Building a stronger European leg of the Atlantic alliance would allow NATO members that are EU member states to continue and even strengthen their security cooperation with the United Kingdom and Tϋrkiye, non-EU NATO members whose strategic and military assets will be critical in any future European defense scheme. It would also allow Europe to reap the benefits of US support, where still possible, while giving Europeans time to consider initiatives in sensitive areas, particularly the development of a European nuclear deterrent.
Sticking Together
As for the second “D”, transatlantic divorce should be avoided to the greatest extent possible. Europe’s ultimate goal must assuredly be making itself capable of independent defense. Still, US ambivalence toward Atlanticism must not spur ideological and counterproductive anti-American Europeanism. European strategic agency, a necessity in the current geopolitical environment, must take precedence over European autonomy.
Should Washington abruptly turn its back on the alliance, an unlikely scenario given bipartisan Congressional support for NATO, but one not completely out of the question due to President Donald Trump’s penchant for disruption, Europe would of course face a much greater challenge. Yet, even in such eventuality, Europeans would be well advised to explore flexible and open-ended formats rather than jettisoning the alliance altogether.

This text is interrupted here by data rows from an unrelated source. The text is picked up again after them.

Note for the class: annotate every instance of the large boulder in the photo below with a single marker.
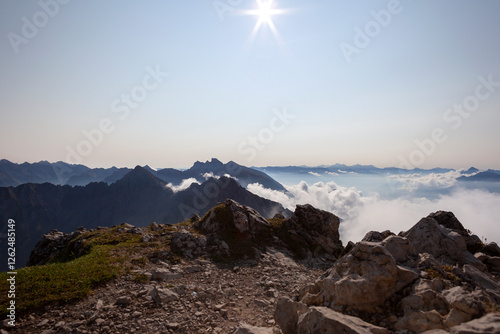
(247, 329)
(287, 314)
(310, 232)
(361, 281)
(56, 244)
(446, 245)
(490, 323)
(233, 230)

On the one issue that Washington’s policy shift has been more dramatic—withdrawing strong support for Ukraine and engaging with Russia —Europeans are already leveraging a new platform that sits between the EU and NATO. The so-called “coalition of the willing” for Ukraine (led by France and the United Kingdom) still has an only vaguely defined agenda, but it represents an important pilot project should the need arise for Europe to go beyond NATO while carrying much of the alliance’s weight with it.
Playing Defense
For the third “D”, Europe (and Ukraine) must acknowledge that reliance on American military assets will continue for the foreseeable future. European purchases of US materiel may help convince Trump that NATO is a lucrative business after all. Yet, the end of transatlantic dependency requires Europe also to significantly boost its own defense production.
The EU has a critical role to play here, including by encouraging the rise of its own defense champions and by supporting the creation of a significantly more integrated and dynamic European defense market. Greater internal and external competition will be key to ensuring technological innovation, an area in which Europe sorely lags other players.
The bottom line is that the United States and Europe must adapt the transatlantic bargain to new needs and realities. In a world in which Western interests face growing pushback, it would be a strategic mistake to break the transatlantic bond. Yet, as Washington questions the tenets of the post-World War II, US-led international order, Europeans have no choice other than to step up to meet the challenge of the moment. If they smartly manage it, this NATO summit in The Hague will start charting their new course.